Une multitude d’espèces animales ou végétales ont  été les hôtes de la planète Terre. Durant des siècles tous ont vécu dans une certaine harmonie. Mais l’une d’entre elles a décidé d’être supérieure aux autres : l’Homme.

La nature fonctionne  sous forme  cyclique : chaque  être vivant a des caractéristiques et  des capacités  qui lui permettent  de vivre, de survivre et de se reproduire. Cependant l’homme lui, assurera sa vie en mettant en cause la survie d’un certain nombres d’espèces,  jusqu’ à  remettre en cause la  survie de sa propre espèce : à travers les âges, il a su s’adapter à la nature jusqu’à être arrivé au point où la nature doit s’adapter  aux conséquences  du comportement  de l’Homme…
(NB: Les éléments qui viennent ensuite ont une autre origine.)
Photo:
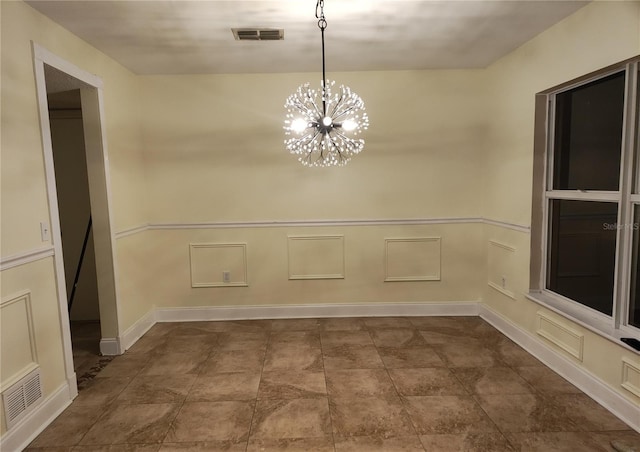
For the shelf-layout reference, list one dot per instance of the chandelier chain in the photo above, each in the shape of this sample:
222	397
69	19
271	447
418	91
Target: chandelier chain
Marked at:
322	24
324	136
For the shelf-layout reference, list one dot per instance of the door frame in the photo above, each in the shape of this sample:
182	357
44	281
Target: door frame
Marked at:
91	90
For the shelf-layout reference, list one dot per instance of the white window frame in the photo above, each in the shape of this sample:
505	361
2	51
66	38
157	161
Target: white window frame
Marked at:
617	325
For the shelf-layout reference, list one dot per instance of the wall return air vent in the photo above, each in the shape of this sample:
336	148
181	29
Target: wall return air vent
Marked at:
258	34
21	397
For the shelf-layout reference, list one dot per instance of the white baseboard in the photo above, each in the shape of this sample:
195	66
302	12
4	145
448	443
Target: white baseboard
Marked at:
469	308
591	385
137	330
26	430
110	346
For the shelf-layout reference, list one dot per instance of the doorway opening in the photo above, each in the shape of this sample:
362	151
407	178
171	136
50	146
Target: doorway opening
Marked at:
70	103
74	207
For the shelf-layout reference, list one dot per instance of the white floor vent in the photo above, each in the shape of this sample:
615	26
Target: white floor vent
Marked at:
22	397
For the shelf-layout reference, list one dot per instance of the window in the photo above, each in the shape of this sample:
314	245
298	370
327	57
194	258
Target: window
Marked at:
585	229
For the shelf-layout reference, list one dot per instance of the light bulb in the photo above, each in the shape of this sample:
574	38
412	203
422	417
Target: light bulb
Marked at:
349	125
298	125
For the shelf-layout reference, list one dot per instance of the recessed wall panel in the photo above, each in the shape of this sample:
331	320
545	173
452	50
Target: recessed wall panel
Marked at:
19	354
560	334
412	259
631	376
500	268
316	257
218	264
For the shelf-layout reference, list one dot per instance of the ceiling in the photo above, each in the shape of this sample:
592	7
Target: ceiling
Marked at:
194	37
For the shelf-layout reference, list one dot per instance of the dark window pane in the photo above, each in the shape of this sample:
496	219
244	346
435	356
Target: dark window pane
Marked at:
582	248
634	295
588	135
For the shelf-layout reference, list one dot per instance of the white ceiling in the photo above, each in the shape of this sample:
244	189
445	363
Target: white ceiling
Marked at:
194	37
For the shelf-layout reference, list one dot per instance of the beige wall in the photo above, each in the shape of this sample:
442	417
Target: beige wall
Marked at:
23	193
215	149
596	36
214	153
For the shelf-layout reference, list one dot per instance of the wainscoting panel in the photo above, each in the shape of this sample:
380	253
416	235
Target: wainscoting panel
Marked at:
412	259
565	337
19	355
218	264
316	257
631	376
500	268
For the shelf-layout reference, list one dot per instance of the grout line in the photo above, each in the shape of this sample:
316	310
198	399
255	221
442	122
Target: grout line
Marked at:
255	401
326	389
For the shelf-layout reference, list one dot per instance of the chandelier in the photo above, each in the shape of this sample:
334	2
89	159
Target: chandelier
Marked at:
324	123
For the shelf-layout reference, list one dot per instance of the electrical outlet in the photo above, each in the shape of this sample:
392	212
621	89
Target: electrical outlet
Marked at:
44	231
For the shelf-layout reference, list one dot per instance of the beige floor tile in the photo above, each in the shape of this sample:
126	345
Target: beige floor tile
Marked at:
378	444
545	380
242	341
388	322
553	441
447	414
291	418
205	446
308	338
310	382
426	381
69	428
370	416
49	449
175	363
468	355
324	444
352	357
342	324
127	365
102	391
248	326
292	384
212	421
626	438
397	337
398	358
339	338
295	325
147	344
225	386
526	413
469	442
448	337
492	380
293	357
224	361
359	383
157	389
119	448
142	423
586	413
197	329
190	344
513	355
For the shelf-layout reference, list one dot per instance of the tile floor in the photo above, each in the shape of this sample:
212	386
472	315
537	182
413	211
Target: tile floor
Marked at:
347	384
85	341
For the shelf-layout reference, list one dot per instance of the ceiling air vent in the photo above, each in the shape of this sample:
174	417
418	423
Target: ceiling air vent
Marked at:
258	34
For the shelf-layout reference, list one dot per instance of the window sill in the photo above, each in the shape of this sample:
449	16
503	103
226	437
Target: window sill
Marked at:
588	320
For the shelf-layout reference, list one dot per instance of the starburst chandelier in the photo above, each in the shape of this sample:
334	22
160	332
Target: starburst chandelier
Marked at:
323	124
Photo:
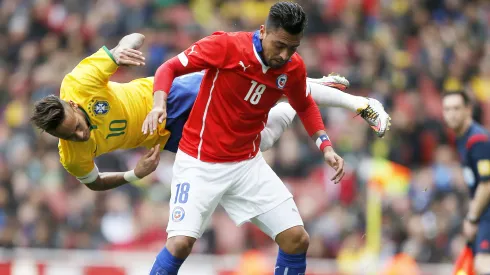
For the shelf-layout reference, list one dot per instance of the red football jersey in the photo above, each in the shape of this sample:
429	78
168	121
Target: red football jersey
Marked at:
236	95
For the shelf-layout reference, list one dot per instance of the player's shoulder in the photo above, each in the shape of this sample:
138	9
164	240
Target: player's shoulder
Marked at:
236	38
297	62
478	136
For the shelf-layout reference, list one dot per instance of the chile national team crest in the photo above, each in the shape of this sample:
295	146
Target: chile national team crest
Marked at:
281	81
100	107
178	214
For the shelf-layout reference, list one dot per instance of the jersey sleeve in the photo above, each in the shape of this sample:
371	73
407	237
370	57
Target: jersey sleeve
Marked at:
299	97
480	158
209	52
94	71
78	160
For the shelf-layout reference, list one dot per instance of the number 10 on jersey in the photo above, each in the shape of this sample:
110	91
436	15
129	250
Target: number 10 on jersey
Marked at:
255	93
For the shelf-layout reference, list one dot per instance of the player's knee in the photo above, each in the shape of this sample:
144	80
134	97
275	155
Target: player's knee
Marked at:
180	246
266	140
294	240
482	264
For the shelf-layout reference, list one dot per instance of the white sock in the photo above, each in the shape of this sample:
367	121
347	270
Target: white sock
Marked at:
280	117
325	96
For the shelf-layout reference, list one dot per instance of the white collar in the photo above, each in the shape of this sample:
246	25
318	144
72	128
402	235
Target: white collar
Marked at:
265	68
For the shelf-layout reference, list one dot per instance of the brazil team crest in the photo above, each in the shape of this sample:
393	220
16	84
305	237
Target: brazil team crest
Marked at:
178	214
281	81
100	107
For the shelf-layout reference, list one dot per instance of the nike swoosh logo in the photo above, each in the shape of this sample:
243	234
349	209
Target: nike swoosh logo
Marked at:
377	127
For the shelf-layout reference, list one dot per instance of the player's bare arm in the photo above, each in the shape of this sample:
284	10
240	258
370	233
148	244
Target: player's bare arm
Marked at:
145	166
126	52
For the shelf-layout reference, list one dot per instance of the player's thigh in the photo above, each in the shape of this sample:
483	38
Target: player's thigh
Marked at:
256	190
195	193
279	219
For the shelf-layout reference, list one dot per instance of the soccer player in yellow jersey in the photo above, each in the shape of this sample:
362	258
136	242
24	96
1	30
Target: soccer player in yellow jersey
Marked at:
94	116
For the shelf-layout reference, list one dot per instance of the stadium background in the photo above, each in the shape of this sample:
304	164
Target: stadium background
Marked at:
404	53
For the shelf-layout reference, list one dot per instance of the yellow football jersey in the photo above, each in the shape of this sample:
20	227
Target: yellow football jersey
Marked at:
116	112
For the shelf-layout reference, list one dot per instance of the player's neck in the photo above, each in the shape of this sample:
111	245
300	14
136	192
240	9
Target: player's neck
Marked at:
261	54
464	128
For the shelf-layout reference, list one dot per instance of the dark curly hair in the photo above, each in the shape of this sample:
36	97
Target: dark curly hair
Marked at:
49	113
287	15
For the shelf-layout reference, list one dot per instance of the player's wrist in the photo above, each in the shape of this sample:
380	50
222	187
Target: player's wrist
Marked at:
131	177
472	219
323	142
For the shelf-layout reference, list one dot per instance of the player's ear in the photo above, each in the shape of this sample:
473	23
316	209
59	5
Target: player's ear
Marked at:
73	104
262	32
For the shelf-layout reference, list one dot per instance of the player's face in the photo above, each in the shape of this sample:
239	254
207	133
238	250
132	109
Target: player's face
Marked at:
455	112
74	126
278	46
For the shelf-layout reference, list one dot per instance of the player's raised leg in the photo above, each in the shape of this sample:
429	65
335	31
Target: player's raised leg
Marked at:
261	197
195	195
280	117
328	92
285	226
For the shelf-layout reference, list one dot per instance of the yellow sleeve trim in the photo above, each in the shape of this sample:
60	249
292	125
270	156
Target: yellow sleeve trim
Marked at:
108	52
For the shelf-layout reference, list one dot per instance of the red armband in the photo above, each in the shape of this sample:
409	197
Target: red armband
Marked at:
322	142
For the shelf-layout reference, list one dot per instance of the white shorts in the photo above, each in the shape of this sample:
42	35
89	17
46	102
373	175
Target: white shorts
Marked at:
248	190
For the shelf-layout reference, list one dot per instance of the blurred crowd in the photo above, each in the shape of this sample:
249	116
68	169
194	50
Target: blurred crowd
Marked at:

Prenons l’exemple du champignon parasite appelé « cordyceps ». Ce champignon, se situant en zone tropicale, a développé une intelligence reproductive étonnante en prenant possession d’un hôte intermédiaire, en l’occurrence la fourmi. Une fois qu’une fourmi aspire quelques microspores, le champignon prend peu à peu son contrôle, lui fait changer de trajectoire, lui bloque les mandibules pour qu’elle ne puisse s’échapper. Peu à peu, la fourmi immobilisée va mourir et le champignon va se développer au travers de son corps et former une ombrelle d’où les spores vont s’envoler pour se déposer plus bas, ce qui assurera sa perpétuation. Ainsi se forme un cycle. On retrouve cet aspect cyclique dans nombre d’éléments constituant la nature : on peut voir cela comme un schéma de boucle, où tout ce qui est détruit se régénère avec le temps.
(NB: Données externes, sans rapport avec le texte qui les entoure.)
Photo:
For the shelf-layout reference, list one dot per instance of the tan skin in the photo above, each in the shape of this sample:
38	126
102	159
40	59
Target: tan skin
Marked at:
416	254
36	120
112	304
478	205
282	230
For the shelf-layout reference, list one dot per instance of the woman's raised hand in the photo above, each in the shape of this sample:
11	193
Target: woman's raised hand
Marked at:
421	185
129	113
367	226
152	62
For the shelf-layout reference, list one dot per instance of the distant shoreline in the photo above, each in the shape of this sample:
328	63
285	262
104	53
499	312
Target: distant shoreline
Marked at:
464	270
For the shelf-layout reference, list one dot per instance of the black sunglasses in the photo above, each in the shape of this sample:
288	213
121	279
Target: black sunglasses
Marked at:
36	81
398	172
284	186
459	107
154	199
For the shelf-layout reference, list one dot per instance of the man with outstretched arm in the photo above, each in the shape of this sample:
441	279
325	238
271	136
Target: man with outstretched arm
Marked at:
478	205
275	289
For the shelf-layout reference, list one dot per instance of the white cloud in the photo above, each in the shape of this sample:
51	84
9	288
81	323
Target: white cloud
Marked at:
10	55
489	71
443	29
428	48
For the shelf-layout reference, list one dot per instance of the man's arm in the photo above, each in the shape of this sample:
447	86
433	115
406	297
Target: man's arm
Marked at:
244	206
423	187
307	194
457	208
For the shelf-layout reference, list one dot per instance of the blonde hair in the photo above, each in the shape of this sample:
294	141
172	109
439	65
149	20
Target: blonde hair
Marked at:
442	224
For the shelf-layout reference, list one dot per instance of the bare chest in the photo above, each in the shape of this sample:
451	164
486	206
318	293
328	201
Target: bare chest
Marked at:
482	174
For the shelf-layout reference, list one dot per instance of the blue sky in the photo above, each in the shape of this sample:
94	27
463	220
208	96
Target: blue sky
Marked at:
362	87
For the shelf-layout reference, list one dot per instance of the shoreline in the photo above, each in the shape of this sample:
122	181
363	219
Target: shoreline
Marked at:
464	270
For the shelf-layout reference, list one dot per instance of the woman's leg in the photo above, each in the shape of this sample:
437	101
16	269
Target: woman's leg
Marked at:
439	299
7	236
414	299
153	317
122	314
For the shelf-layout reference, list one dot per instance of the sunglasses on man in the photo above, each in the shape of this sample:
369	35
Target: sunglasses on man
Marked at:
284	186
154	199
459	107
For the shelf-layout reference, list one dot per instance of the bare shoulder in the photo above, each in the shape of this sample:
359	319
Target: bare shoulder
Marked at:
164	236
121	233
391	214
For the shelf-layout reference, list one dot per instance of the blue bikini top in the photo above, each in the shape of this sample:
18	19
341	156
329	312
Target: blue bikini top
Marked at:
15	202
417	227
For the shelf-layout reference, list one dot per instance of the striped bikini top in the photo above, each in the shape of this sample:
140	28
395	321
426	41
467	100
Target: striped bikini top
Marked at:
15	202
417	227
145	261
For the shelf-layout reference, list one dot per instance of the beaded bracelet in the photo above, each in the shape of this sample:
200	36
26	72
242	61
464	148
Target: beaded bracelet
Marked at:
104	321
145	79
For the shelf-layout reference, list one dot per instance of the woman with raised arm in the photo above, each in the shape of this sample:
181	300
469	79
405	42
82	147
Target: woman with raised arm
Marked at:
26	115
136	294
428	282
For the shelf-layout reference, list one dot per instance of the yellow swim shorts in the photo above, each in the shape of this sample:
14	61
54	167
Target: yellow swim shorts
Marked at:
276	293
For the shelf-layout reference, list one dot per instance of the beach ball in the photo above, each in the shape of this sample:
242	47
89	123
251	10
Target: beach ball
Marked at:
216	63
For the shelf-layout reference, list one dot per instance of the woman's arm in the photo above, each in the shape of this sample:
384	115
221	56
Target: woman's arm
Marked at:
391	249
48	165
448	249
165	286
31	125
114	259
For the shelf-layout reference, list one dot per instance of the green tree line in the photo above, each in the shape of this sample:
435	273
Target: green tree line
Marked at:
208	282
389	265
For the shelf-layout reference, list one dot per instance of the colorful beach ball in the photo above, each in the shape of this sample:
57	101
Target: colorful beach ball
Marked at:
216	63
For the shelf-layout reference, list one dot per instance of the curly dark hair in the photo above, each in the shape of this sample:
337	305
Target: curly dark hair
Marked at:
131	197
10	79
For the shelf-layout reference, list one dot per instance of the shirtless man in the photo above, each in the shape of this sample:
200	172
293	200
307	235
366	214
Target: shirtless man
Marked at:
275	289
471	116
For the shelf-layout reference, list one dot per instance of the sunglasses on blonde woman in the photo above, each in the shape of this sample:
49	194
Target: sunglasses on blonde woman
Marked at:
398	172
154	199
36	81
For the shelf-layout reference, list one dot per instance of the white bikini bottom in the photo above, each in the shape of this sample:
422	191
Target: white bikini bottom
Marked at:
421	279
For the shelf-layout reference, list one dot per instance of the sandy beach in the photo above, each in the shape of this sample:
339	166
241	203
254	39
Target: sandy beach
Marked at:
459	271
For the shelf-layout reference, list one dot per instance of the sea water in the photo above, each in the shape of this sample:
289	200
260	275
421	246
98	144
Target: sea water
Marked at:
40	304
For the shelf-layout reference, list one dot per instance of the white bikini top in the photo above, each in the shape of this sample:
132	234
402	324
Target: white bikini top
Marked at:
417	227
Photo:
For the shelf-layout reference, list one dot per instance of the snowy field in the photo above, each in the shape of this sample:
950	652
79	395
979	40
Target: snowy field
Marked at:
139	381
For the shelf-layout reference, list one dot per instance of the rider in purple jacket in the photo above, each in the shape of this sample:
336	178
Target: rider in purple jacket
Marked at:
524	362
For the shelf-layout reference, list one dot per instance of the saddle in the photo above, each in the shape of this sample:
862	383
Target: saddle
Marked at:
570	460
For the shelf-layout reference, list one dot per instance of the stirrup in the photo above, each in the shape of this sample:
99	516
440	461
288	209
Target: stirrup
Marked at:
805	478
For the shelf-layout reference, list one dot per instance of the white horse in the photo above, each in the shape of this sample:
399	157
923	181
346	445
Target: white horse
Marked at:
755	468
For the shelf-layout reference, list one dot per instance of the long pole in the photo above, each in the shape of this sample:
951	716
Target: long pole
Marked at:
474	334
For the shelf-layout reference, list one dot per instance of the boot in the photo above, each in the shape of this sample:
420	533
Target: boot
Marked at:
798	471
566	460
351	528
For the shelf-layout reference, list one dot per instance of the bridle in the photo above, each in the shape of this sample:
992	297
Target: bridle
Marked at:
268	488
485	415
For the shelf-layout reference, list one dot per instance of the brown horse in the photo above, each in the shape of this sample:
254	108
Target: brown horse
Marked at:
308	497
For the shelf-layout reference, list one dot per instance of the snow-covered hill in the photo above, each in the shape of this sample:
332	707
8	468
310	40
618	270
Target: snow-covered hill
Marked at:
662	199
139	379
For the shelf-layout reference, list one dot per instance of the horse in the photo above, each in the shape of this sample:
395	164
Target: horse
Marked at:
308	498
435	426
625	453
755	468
Il n’en est pas de même pour l’Homme : qui ne connaît pas Elon Musk ? C’est le directeur du projet Space X, de Starlink et de nombreux autres projets dont celui de poser une puce dans le cerveau de l’Homme, appelé « Neuralink ». En effet « Neuralink » consisterait en une puce électronique implantée dans le crâne d’une personne pour faciliter les soins de maladies, ou encore  sauvegarder des souvenirs. L’aspect médical de la chose serait très intéressant, mais cette puce pourrait se révéler très dangereuse si elle était mal utilisée comme prendre le contrôle des autres. Les dystopies comme « Harwired », « Upgraded », « Robocop », ou encore la dernière série populaire de Netflix « Black Mirror » ou même l’œuvre « Ghost in the shell » ont déjà illustré les conséquences de la (dé)possession du cerveau humain par l’intelligence artificielle. La presse scientifique l’annonce comme un événement précurseur de la fin de l’humanité : « Les images de Gertrude* avec sa puce implantée dans le cerveau sont peut-être les prémices d’un nouvel humain déshumanisé et contrôlé. Demain nous serons tous Gertrude. »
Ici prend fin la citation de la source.